The federal government’s emissions trading green paper is the important starting point for discussions about Australia’s contribution a lower-emissions future, BCA President Greig Gailey said.
“A long-term solution to climate change will involve the transition from a high- to a low-emissions global economy. No-one should be under any illusion about the enormity of the task or about the availability of a quick fix,” Mr Gailey said.
“Getting the design right for an Australian emissions trading scheme is critical in terms of Australia achieving emissions reductions and to our economic future. This task is all the harder in the absence of a global response.
“The debate is no longer around whether we should reduce global emissions, but rather, what cost we are prepared to bear within Australia in striving to cut global emissions.
“Unless we put in place a system that supports sustained economic growth and provides an environment for business to invest in a lower-emissions future, our emissions goals will not be met,” he said.
“The green paper provides the basis for ongoing discussions with the government, but the devil remains in the detail in terms of whether the options put forward will achieve the twin objectives of sustaining growth while meaningfully reducing emissions.”
During the consultation period over the next few months the BCA will seek to ensure the government’s final position on the design of an emissions trading scheme:
- fully addresses competiveness and carbon leakage issues related to industries that are trade-exposed and emissions-intensive (TEEIs);
- ensures the potential for growth in the TEEIs industries in coming decades is not eroded in the absence of a global price; and
- ensures the ongoing reliability of electricity supply by managing the impacts of an emissions trading scheme on investment decisions.

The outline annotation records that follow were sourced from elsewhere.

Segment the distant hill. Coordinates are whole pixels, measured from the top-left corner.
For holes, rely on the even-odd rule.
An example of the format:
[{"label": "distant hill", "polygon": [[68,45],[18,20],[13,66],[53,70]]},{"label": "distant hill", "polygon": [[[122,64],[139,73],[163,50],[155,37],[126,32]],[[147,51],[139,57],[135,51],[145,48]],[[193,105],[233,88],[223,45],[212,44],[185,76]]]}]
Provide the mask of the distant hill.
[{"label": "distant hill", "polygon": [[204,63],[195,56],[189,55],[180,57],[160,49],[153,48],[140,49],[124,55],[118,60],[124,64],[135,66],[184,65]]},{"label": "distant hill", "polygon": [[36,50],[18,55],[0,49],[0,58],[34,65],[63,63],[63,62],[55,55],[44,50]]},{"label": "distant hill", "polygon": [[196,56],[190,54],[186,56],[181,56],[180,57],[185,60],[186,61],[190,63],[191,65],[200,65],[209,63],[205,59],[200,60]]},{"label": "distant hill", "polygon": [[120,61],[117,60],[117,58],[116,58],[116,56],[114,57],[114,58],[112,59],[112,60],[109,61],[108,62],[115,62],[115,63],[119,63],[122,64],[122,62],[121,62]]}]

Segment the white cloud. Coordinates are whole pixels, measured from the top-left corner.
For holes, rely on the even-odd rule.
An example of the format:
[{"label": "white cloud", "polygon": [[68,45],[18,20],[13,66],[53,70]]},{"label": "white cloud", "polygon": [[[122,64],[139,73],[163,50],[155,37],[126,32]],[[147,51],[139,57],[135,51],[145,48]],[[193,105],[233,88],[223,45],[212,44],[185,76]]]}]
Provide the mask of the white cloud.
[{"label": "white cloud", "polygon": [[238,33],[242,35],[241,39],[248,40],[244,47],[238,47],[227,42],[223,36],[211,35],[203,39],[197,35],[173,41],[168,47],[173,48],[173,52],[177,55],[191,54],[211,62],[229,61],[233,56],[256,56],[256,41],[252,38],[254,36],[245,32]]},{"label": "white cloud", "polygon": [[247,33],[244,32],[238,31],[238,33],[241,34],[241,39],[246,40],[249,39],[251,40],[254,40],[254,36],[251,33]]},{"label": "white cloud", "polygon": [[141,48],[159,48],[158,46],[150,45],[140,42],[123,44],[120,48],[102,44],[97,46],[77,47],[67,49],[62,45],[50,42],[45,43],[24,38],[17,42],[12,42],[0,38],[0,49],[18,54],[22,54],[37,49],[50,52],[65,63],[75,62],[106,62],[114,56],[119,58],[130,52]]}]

The emissions trading scheme should achieve a market response that ensures increased use of existing and emerging low-emission and renewable energy sources, continued investment in research and development of new low-emission technologies, while encouraging greater energy efficiency across all sections of the economy,” he said.
“The green paper considers these major issues and has identified possible ways forward.
“It is essential that these now be considered and assessed to ensure that they facilitate a reduction in global emissions, prevent adverse impacts on Australia’s economic growth and promote business investment and innovation.
“The BCA is pleased to see the government has considered the impacts on electricity supply and the need for a smooth transition to less emissions intensive generation.
“The green paper discusses a number of issues related to TEEIs but the overriding concern must prevent leakage and ensure Australia’s competiveness is maintained in the absence of a global price on carbon. Approaches must be assessed in this context.
“The introduction of a national emissions trading scheme will be the most significant policy decision the Rudd Government makes. Now we must ensure we get the details right,” he said.